Cass is sleeping with her professor. Not because of animal attraction. Or her GPA. Not because she admires his mind. But because he doesn’t care about her chainsaw arm.
He never mentions it, in fact, whereas it’s all some people want to talk about. The dude she dated before pointed it out whenever he introduced her — This is my girl Cass, look at how sick her arm is — as if anyone could miss it. And her first boyfriend was so obsessed with it he couldn’t get off unless she held it to his throat.
But Cass and her professor have unremarkable sex. The only seedy part is the motel room where it takes place. With a relentless smell of sewer gas. And a busted L in the WELCOME sign in the parking lot, so that it spells out WE COME with not a drop of irony. Sometimes before they have their boring sex, he undoes her top and stares at her tits. They sit under the hospital green lighting of the old TV set. The occasional static wave rolling shadows across the blemished walls and their semi-clothed bodies. And he admires her.
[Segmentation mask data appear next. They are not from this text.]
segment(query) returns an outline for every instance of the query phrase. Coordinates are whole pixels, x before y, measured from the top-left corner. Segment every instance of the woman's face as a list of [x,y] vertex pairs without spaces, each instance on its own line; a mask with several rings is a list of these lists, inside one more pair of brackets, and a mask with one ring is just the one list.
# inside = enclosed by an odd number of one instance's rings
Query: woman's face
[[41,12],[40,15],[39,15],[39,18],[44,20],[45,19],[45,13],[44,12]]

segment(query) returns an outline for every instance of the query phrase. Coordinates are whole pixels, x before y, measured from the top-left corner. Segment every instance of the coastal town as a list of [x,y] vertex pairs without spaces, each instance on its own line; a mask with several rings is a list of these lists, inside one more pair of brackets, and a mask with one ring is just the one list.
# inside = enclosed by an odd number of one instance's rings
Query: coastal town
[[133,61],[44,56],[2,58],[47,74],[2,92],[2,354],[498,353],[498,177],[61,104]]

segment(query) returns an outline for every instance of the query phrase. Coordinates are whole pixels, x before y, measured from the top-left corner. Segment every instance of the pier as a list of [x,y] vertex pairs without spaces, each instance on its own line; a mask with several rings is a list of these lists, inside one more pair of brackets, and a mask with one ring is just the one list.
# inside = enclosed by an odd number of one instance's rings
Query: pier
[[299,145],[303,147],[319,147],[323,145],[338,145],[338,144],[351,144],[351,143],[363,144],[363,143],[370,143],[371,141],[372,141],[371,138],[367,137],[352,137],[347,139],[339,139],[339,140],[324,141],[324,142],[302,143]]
Every curve, every imperfection, every story in her scars. He glides his fingers between her ribs. Twirls her brown curls. Demarcates the halves of her body from forehead to belly, his pointer finger as the pen.
The whole time the professor explores her, he behaves like the chainsaw arm doesn’t exist, and sometimes she kind of wishes he’d touch it. Run his fingers along its teeth. Maybe even prick a pinkie and suck the blood. Or better yet, give her a taste. She wishes he’d lay upon it the same sorts of affections that he does her lower lip. The space between her shoulder blades. The cradle of her pelvis. Or maybe even give it a pet name that he could whisper in her ear, causing the little lightning bolt between her legs.
But what would she even do if that day came, she wonders. She’d probably tell him she loved him. Say something corny like, take me away from this place. Or she might sever a part of his body — an arm or a leg — so that she could make something special. A lamp or a bedside table or a paper weight. Something that she could remember him by. And when people ask her where she bought it, she can respond with a vague answer and even vaguer smile. One that would leave them guessing. Wondering. Suspecting. But this time about something else.